Pria itu menggeleng, "Nggak ada. Nggak tau kalau besok."

   "Iya juga, sih. Ya udah deh," jawab Samantha pasrah.

   "Kamu... kok nggak ada curiga atau ngusir saya buat pergi dari sini?"

   Samantha menatap pria itu datar. Lalu, ia tersenyum.

   "Ngapain? Kurang kerjaan banget."

   "Kan bisa aja saya orang jahat. Bisa aja saya ternyata nggak amnesia..." ujar pria tersebut. Pasalnya, sejak saat ia meminta untuk tinggal dan dirawat oleh Samantha, wanita itu sama sekali tidak menunjukkan gestur penolakan. Ia hanya langsung menurut.
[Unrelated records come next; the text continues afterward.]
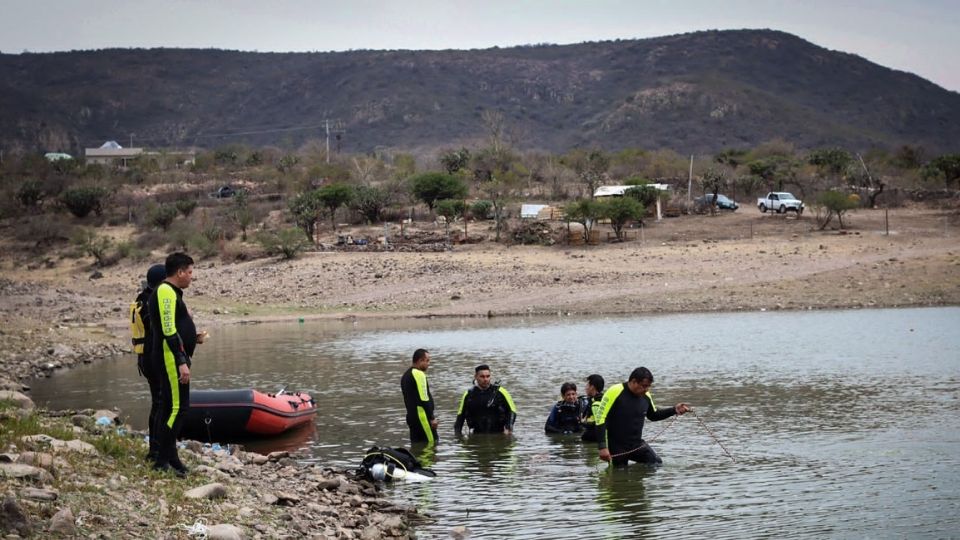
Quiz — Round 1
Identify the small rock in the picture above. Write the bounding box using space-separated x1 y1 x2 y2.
93 409 120 424
206 524 244 540
70 414 96 429
0 463 53 484
277 491 300 506
0 390 36 410
16 452 54 472
450 525 470 540
20 487 60 501
360 525 383 540
60 439 97 455
267 450 290 461
49 507 77 536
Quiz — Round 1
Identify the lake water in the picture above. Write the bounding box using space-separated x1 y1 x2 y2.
32 308 960 539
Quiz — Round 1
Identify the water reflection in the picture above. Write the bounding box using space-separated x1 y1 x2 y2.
456 433 516 478
597 464 656 538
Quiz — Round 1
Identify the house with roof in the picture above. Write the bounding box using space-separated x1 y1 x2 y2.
83 141 197 168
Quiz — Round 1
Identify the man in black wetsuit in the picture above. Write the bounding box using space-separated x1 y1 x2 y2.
132 264 167 462
400 349 438 444
580 373 604 442
453 364 517 435
596 367 690 467
150 253 206 476
543 382 589 434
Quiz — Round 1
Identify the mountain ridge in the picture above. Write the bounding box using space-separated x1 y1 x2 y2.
0 30 960 153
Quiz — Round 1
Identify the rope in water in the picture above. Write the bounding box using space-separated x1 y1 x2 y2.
610 415 680 459
690 409 737 463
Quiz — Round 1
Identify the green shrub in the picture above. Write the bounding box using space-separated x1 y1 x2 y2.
149 204 179 231
257 227 309 259
117 240 150 261
187 234 218 259
470 201 493 219
74 228 118 267
60 187 107 218
17 180 45 208
200 224 224 242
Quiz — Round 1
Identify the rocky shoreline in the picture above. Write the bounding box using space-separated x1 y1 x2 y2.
0 391 418 540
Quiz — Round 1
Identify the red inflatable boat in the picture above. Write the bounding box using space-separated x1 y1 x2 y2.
181 389 317 442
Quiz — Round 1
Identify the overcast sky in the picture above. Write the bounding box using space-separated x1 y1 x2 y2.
0 0 960 91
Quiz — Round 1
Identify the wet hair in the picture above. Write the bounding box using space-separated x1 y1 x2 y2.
413 349 430 364
627 367 653 383
587 373 603 392
163 251 193 277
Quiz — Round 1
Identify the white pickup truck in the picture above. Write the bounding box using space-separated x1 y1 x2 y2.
757 191 803 215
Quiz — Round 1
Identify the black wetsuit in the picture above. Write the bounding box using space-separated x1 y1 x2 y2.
596 383 677 466
543 398 589 433
150 281 197 470
453 384 517 435
580 392 603 442
136 287 161 461
400 367 438 443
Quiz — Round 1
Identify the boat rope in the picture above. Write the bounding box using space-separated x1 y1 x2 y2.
690 409 737 463
610 415 680 459
610 409 737 463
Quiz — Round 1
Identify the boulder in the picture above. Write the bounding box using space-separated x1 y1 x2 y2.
0 495 33 537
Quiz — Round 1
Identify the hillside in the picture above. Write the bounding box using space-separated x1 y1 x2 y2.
0 30 960 153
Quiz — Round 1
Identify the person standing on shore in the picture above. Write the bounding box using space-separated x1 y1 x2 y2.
453 364 517 435
150 252 206 476
596 367 690 467
543 382 589 435
130 264 167 463
400 349 438 444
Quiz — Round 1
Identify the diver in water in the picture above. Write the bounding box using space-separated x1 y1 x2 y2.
596 367 691 467
453 364 517 435
543 382 590 433
400 349 437 444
   "Kan yang rugi mah Masnya, kalau pura-pura amnesia."

   Samantha kembali menatap pria itu tepat pada kedua matanya. "Saya gak peduli Mas orang jahat atau bukan, saya cuma nolong. Lagian kasian Masnya amnesia, kalau diusir mau ke mana emang?" tanya Samantha yang membuat pria itu terkekeh pelan.

   "Nggak tau juga, sih..."

   "Saya nggak takut juga kalo Masnya malah jahatin saya, atau mau bunuh juga terserah deh. Saya nggak punya hal yang ngebuat saya menyayangi nyawa saya sendiri."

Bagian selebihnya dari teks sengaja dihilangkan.